In keeping with my self-imposed focus on eating fresh fruits and vegetables, I bought three cucumbers at the supermarket this morning and was tempted to buy the 99-cent head of lettuce. But I let the lettuce pass because there's no way I could eat it in sufficient quantities before it wilts and begins to rot. But I haven't given up by any means. I'll buy a head of lettuce and attempt to eat a lot each day, along with some freshly chopped tomato and cucumbers.

I also bought tuna fish for sale at 79 cents a can and gave in to a desire for Hellmann's mayonnaise by buying a small jar of the stuff. Once I'm done with that jar, that will be it for awhile. No other brand does it like Hellmann's. You can believe it when I say that I've tried brands as Miracle Whip and generic store brands whose tastes don't come anywhere near. It'll be a treat. I plan to  whip up some tuna salad and eat it with sliced tomato.

On the down side, I bought a small pound cake because I had nothing else in the house to eat as far as sweets go.
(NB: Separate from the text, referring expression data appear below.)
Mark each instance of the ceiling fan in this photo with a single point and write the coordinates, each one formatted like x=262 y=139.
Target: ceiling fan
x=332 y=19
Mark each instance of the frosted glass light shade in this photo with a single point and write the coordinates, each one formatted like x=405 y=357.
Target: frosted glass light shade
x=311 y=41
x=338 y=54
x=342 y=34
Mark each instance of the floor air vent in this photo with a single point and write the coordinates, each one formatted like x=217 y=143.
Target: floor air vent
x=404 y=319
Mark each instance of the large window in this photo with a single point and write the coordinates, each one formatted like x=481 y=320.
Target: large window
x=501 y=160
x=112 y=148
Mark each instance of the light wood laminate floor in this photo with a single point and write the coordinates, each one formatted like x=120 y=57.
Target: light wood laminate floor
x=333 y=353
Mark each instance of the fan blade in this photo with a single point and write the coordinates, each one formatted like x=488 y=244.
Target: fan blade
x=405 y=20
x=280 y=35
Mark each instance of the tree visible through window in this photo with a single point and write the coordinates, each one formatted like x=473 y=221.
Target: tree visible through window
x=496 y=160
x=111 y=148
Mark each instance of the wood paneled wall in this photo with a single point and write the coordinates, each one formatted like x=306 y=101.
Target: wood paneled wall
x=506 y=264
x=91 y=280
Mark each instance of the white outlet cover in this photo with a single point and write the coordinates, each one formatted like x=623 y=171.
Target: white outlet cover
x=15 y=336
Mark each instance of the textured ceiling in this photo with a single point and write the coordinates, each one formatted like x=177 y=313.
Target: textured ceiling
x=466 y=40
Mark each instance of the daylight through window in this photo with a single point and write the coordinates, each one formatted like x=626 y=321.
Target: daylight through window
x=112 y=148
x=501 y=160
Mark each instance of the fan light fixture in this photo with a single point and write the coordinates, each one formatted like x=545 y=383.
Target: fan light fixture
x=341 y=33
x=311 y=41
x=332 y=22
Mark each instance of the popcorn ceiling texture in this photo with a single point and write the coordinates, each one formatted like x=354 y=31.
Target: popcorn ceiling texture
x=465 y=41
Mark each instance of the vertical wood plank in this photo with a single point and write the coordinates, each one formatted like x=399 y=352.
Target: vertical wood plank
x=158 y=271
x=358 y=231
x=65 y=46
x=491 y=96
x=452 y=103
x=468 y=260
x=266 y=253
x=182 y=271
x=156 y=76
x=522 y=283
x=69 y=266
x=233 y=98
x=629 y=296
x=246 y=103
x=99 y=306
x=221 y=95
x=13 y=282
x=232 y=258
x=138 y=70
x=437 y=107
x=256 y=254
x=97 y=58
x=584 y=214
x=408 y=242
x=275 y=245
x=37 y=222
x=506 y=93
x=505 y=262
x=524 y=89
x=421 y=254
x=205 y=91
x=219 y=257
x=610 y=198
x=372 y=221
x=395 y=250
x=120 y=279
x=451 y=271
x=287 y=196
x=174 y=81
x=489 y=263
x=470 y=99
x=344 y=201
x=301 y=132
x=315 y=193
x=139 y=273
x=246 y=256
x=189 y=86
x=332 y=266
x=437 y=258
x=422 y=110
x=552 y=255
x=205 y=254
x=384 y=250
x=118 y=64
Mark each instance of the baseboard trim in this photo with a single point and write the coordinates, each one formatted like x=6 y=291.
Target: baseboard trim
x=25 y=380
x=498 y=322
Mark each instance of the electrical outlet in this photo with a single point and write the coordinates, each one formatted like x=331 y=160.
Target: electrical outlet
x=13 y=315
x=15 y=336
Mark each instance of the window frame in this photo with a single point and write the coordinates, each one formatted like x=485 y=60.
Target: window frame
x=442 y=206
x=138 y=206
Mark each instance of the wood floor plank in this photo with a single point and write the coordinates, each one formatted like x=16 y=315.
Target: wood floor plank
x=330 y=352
Sure, I could have followed some of the suggestions that I mentioned in my last post, but let that all pass because I'd easily go overboard and eat everything up. The way I figure it is that if a given sweet is not in the house, I can't feel tempted to eat it. If it were, it would be on my mind constantly til I caved in and ate it.

One way or the other, I will lick this gradually --no, never mind --- slowly.
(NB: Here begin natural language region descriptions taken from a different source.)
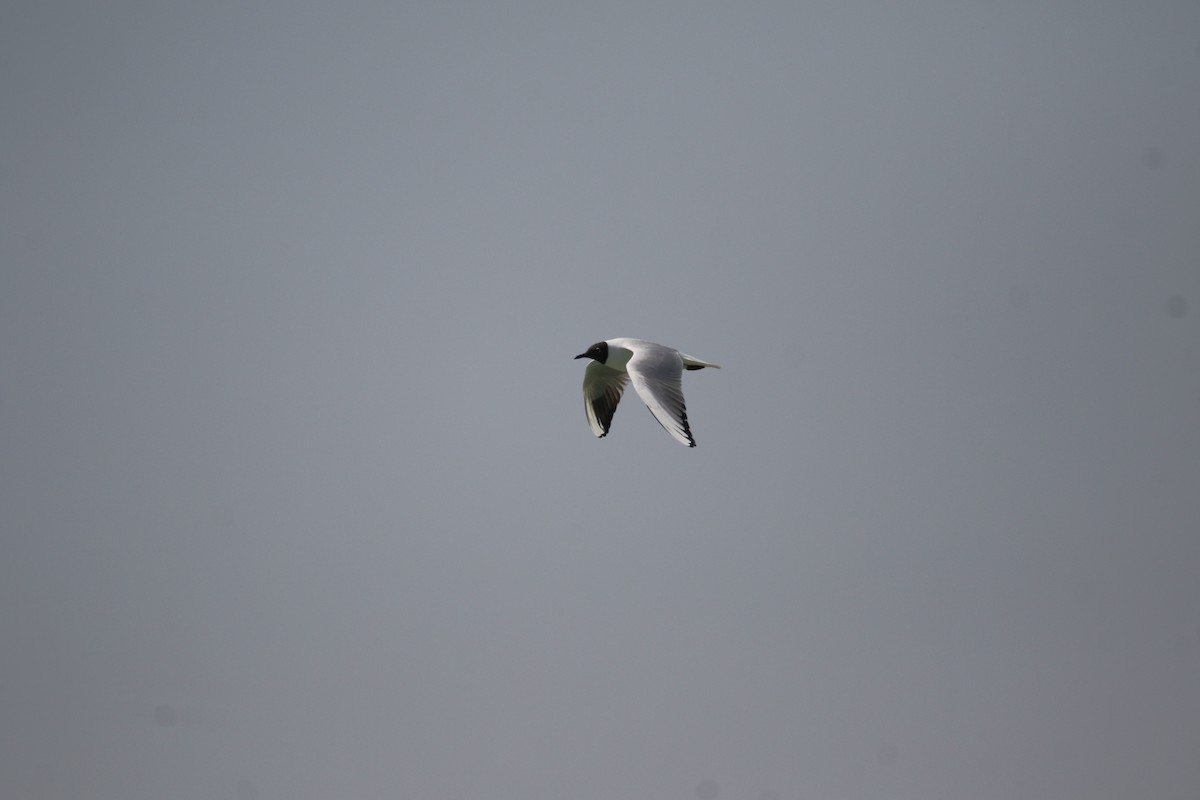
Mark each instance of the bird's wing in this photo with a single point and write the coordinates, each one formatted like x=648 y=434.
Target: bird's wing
x=601 y=392
x=659 y=384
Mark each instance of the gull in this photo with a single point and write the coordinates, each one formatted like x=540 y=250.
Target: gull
x=655 y=371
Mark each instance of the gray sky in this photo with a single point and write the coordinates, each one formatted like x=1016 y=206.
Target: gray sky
x=297 y=492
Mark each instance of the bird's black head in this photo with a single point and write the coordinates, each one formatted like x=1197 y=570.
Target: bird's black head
x=598 y=352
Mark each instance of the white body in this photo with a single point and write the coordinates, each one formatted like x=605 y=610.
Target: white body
x=655 y=372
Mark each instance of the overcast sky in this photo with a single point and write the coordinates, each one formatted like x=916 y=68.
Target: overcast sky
x=297 y=493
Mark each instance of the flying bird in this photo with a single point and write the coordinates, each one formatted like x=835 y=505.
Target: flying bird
x=655 y=371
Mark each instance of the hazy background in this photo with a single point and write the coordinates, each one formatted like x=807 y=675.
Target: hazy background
x=297 y=492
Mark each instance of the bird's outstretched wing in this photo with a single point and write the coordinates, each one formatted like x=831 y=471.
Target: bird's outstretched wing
x=659 y=384
x=603 y=388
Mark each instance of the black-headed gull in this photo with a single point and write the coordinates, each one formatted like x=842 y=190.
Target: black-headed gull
x=657 y=373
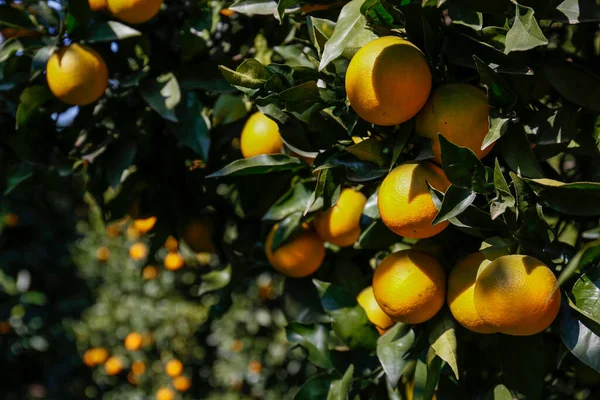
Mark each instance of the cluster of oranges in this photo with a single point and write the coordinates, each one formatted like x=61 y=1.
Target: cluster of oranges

150 (or lower)-calorie snacks that may help you overcome a craving issue

In the May issue of Woman's Day, there's an interesting one-page article that lists possible foods that you can eat when a snack-attack hits. The author of this article, Joy Bauer, is a well-known nutritionist.

I'm not going to include all of the possibilities here, just a little sample. Again, Ms. Baur claims that the foods she mentions are 150 calories or lower. So here goes: chocolate-type snacks include items as 5 Hershey's Kisses, half a cup of chocolate pudding, two fun-size chocolate bars such as Milky Way. The only problem I'd have with each of those items is that I could easily eat way more. For me, eating just 5 Hershey Kisses would only be the beginning --- I'd wind up eating about half a bag, they are that good, LOL! They are like potato chips in that you can't eat just one.

In fact, the problem of easily eating more than the limit, for me, anyway, also happens in the other categories that Ms. Baur includes. Take the "Sweet" category, for instance. Under that category, items as one cup of chilled or frozen grapes or 8 vanilla wafers or one frozen fruit pop or Italian ice wouldn't even begin to satisfy my craving --- they would make me crave more.

You can test your control in satisfying a craving by trying the treats Ms. Baur mentions. I obviously can't, but maybe you're stronger and more determined. Anyway, enjoy!!!